The Feminist Majority Foundation’s periodic surveys of clinic violence contains the category of “severe violence,” referring to blockades, invasions, arson, chemical attacks, stalking, physical violence, gunfire, bomb threats, death threats, and arson threats. The worrisome finding from the 2010 survey is that 23.5 percent of all clinics reported incidents of such severe violence, up from 18.4 percent in 2005. Stalking was the most common event in this category.
The National Abortion Federation has tabulated incidents of violence and disruption against its member facilities since 1977. Here are some of the totals in various categories: besides the 8 murders, there have been 17 attempted murders, 175 incidents of arson, 41 bombings, 1429 incidents of vandalism, 2057 cases of trespassing, 661 anthrax threats, 526 cases of stalking, and 416 death threats.

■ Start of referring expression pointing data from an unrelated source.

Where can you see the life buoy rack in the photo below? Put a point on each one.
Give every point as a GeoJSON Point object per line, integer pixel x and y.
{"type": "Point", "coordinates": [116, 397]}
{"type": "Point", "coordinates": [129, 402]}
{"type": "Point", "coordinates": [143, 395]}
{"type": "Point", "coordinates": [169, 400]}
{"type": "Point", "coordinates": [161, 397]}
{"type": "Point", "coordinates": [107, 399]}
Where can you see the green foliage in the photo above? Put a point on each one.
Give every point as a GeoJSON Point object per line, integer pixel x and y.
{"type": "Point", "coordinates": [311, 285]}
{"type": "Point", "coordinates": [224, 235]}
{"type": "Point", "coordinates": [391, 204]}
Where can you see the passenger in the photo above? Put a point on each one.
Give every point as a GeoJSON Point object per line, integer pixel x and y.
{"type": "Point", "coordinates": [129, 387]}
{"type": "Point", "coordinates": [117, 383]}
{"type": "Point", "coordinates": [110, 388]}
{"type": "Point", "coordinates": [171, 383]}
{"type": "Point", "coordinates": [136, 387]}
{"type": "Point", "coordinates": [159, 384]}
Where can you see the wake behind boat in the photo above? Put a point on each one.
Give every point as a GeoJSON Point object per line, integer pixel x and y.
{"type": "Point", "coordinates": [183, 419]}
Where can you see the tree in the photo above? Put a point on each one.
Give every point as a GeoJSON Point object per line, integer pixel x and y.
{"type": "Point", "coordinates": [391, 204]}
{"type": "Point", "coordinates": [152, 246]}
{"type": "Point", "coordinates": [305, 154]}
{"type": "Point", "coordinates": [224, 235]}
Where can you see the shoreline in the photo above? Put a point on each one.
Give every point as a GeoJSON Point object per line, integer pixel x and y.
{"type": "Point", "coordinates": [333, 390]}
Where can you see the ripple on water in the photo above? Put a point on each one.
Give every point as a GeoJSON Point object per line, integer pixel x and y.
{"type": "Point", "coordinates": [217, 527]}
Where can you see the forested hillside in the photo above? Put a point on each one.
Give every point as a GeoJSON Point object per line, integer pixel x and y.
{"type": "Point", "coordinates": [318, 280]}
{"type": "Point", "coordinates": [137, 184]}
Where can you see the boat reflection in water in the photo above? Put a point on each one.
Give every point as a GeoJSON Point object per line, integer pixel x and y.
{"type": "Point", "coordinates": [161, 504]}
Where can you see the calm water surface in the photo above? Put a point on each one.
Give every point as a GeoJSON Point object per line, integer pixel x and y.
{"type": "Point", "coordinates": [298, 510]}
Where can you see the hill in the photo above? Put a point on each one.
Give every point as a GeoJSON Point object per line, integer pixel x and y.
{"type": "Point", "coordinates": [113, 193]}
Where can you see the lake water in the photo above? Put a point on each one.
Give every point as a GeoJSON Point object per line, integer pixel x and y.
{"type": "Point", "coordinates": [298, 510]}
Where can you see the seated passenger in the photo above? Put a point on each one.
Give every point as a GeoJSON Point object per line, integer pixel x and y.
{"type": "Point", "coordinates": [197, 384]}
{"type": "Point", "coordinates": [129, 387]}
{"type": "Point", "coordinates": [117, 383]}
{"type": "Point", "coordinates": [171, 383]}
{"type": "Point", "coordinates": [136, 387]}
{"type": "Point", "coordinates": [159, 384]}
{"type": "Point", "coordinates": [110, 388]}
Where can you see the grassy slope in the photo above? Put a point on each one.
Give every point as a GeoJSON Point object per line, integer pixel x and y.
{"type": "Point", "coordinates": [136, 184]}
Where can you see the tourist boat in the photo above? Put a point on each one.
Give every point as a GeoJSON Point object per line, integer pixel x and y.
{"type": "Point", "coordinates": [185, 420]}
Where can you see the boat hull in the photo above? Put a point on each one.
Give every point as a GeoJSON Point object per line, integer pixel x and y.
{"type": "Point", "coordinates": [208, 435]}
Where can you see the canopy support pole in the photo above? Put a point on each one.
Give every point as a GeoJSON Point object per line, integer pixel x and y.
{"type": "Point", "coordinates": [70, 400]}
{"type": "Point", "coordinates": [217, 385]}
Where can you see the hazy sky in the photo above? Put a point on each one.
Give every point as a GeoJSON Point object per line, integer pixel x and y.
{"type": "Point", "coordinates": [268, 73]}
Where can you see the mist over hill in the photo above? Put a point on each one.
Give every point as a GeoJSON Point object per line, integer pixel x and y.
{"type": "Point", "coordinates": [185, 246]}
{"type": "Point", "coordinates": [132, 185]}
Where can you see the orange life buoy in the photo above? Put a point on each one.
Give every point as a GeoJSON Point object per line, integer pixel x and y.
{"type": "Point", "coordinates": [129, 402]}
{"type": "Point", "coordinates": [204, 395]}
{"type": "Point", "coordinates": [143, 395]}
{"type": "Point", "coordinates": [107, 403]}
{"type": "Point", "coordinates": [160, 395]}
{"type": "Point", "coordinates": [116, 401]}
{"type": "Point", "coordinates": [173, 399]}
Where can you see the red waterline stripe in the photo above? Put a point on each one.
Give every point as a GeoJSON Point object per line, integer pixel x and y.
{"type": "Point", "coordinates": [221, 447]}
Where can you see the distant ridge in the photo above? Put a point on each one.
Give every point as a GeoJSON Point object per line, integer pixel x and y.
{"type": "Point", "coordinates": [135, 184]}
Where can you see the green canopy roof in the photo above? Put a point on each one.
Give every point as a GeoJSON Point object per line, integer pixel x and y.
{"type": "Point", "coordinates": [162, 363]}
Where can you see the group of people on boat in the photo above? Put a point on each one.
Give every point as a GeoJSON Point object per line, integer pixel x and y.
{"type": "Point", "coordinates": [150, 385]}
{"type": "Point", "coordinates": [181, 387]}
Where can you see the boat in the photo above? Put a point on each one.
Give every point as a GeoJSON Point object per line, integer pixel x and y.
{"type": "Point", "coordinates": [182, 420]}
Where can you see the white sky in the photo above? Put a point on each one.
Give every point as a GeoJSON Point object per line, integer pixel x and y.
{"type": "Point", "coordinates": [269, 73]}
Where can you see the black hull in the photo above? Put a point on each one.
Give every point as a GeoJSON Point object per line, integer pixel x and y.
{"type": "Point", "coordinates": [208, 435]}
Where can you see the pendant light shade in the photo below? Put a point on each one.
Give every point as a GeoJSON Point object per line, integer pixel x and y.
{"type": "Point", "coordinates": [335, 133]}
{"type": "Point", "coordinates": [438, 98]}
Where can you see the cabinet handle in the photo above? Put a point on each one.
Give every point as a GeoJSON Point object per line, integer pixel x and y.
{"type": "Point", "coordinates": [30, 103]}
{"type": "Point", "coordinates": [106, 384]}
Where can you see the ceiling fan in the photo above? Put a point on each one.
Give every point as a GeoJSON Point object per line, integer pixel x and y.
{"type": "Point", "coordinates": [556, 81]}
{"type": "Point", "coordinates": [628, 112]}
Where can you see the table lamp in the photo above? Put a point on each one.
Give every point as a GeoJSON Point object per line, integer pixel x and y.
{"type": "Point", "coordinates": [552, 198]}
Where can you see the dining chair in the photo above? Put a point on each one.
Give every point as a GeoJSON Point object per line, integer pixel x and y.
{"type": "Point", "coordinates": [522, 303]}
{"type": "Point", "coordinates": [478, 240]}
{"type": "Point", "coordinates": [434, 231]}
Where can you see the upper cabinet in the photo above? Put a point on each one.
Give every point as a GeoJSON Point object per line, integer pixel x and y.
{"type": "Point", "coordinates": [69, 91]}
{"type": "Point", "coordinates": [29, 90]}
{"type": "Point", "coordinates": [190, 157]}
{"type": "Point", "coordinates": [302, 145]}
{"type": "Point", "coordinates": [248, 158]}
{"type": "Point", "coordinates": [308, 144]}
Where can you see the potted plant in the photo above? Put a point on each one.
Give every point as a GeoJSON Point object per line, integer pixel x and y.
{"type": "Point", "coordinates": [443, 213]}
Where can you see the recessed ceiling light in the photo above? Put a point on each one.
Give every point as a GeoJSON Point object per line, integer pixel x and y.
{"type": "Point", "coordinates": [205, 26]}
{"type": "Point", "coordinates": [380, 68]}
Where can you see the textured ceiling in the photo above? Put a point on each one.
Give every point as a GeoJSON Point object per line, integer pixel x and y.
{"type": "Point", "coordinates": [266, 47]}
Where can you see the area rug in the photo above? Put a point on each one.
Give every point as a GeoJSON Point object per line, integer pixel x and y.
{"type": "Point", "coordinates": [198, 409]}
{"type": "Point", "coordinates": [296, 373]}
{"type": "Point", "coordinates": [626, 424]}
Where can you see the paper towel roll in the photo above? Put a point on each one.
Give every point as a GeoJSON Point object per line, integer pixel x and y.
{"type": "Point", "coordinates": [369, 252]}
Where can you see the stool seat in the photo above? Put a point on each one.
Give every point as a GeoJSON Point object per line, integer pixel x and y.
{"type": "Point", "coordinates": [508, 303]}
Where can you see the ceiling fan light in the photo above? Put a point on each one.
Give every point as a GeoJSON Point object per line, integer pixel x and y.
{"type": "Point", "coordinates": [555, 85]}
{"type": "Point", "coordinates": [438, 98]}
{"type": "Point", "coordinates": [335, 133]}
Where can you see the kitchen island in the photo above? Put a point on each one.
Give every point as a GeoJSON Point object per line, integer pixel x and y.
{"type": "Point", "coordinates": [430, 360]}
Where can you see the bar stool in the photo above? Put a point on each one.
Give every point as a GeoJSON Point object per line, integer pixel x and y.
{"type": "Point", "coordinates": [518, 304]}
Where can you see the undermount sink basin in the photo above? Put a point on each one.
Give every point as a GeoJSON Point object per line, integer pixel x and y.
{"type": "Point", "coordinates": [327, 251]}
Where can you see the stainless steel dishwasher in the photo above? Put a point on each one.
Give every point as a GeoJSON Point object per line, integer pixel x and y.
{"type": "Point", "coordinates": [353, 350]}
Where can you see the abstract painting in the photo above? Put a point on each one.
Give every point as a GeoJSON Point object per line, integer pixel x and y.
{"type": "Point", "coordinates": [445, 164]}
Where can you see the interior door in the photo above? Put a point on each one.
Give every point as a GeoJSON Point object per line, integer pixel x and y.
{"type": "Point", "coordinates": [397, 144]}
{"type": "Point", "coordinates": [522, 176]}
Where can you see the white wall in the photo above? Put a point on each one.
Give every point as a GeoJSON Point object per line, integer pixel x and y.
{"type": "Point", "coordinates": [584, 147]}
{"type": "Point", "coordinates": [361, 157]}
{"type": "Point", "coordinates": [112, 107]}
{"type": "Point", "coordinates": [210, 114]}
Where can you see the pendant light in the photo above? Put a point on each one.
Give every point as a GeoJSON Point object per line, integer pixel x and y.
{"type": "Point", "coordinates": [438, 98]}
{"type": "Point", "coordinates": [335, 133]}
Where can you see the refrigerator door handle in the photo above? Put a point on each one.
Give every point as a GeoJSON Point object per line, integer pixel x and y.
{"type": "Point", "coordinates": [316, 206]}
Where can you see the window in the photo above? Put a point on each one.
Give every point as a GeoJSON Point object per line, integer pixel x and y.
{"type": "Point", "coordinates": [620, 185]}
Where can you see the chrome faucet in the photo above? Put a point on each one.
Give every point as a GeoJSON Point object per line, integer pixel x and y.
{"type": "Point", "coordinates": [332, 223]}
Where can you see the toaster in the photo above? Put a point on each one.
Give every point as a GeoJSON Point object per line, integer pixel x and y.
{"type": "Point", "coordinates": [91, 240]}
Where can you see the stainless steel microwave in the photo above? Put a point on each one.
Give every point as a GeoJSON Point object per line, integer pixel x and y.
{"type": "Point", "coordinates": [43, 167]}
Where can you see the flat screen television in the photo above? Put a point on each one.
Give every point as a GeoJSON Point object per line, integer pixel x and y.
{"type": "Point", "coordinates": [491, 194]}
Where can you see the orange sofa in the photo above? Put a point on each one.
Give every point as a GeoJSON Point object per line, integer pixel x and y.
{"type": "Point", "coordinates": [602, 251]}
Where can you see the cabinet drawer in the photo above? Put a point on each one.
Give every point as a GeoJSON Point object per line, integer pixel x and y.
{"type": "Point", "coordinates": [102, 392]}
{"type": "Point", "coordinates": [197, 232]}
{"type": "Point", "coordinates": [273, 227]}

While this level of violence would be unacceptable—indeed unthinkable– in any other branch of American medicine, in the case of abortion this violence is seen as acceptable fodder for politicians’ wisecracks. For example, at a recent mayoral candidate forum in Jacksonville, one of the contenders, according to a local paper, said “the only thing he wouldn’t do was bomb an abortion clinic, then….added, with a laugh, ‘but it may cross my mind.’” Even more alarmingly, several states have recently introduced legislation permitting “justifiable homicide” in the defense of a fetus, which many feel would lead to open season on abortion providers.
To be sure, the federal government has tried to respond to the attacks on abortion providers. Most notably, in 1994, President Clinton signed the FACE (Freedom of Access to Clinic Entrances) Act, which made it a federal crime to impede patients’ entry to an abortion entry. The FACE Act has been credited with significantly lowering the number of full-scale blockades of clinics that were commonplace in the late 1980s and early 1990s. And there is every reason to believe that President Obama’s Justice Department takes seriously threats of extreme violence against providers. Nevertheless, the depth of local law enforcement’s commitment to protect providers varies from place to place. The provider community is still haunted by the fact that Scott Roeder, Dr. Tiller’s assassin, was seen the day before the murder, vandalizing another clinic, and though his license plate was reported to local authorities, there was no action taken.
And how, finally, should we understand the frightening calls that Dr. Benton received? Should they be seen merely as “harassment” or, as I believe—given the totality of the record of violence against providers since the 1970s– as one element of a larger campaign of genuine terrorism? Though the three organizations mentioned above have done an excellent job of tabulating incidents on the spectrum of abortion violence, the more qualitative question of the impact of such incidents remains unanswered. In Dr. Benton’s case, though admittedly shaken by the calls, she remains resolved to continue abortion work. For unrelated reasons, she no longer works at the southern clinic, but still travels to other facilities. What is unknown is how many providers have stopped such work—or never started it– as a result of similar intimidation.